Another bit of inspired casting is Gregory Jon Phelps as Proteus. Phelps has logged many hours on the Blackfriars stage playing lovers and scammers, and here he plays both in one. His naively romantic behavior wins the audience over easily, so when he first falls for Sylvia, the people react with an audible "uh-oh." When he works out the logic for betraying his friend ("I to myself am dearer than a friend"), some in the audience groan, disappointed. And when he gives Juliet her own ring to present to Sylvia, the gasps are numerous. How could such a romantic sweetie become such a careless fool? Phelps manages such a subtly effective portrayal that he has the audience wrapped up in his character's transition. The other principals are all ably acted by Grant Davis as a true Valentine, Tracie Thomason as an immaturely romantic but plucky Julia, and Abbi Hawk as a flirtatious but ultimately steadfast Sylvia.
Two Gentlemen of Verona is a see-saw of love plot/comedy routine, scene by scene. However, Cohen invests one of the comic schtick scenes with a clever bit of staging that helps resolve the play's plot. As Proteus coaches Thurio (Chris Johnston as a pouting dandy), the disguised Julia offers up insulting asides at Thurio's expense. In this production, Proteus hears Julia's insults, and so he starts ramping up his advice to Thurio to feed Julia's quipping responses; and Phelps's Protius loves it, and so grows to admire the boy who really once was and will be his betrothed.
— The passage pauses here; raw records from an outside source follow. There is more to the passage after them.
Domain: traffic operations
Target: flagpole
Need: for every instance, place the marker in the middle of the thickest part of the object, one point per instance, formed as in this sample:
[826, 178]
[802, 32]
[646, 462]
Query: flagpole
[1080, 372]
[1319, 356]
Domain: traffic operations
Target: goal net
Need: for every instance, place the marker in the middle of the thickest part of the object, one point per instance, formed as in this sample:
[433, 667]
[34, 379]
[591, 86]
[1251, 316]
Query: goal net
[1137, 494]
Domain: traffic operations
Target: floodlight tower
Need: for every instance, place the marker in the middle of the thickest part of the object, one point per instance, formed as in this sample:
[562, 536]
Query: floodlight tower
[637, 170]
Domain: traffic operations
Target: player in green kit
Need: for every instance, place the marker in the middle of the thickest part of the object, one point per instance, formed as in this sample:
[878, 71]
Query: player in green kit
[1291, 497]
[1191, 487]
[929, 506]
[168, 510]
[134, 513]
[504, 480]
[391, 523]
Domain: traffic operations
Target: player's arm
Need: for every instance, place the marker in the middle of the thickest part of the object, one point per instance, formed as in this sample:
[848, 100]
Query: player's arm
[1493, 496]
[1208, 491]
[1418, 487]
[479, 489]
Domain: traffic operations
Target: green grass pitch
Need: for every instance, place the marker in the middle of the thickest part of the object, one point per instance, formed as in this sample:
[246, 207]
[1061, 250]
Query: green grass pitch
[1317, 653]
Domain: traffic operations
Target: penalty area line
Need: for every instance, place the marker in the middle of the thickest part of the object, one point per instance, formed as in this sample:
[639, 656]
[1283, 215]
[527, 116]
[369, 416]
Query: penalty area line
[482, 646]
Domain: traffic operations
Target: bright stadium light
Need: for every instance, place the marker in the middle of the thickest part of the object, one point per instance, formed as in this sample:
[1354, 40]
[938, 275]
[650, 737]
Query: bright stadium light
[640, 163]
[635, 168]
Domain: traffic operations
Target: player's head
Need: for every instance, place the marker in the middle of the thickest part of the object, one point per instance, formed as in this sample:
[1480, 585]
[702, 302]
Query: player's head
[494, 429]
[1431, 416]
Nevertheless, presenting a plausible plot or vaudeville skits is not the ultimate point of this production. ASC seems to be staging Two Gentlemen of Verona to illustrate Shakespeare's sheer audacity at sending a dog out on stage; and even if Shakespeare didn't have a real dog on stage—it could have been a puppet, an actor in a masque, or something off-stage—ASC displays its own sheer audacity by doing so. And so, the production capitalizes on this by making dogs the primary theme of the preshow and interlude music, and even songs during the play. "Bird Dog" (originally an Everly Brothers' hit), "Hound Dog" (Elvis Presley, et al.)" and "Dirty Old Egg-Suckin' Dog" (Johnny Cash) are all covered during the course of the production, and hard upon the play's unsatisfying denouement, the rest of the cast join the principals and without hesitation launch into "Puppy Love." What a perfect summation for this trifling piece of work. Funny, too.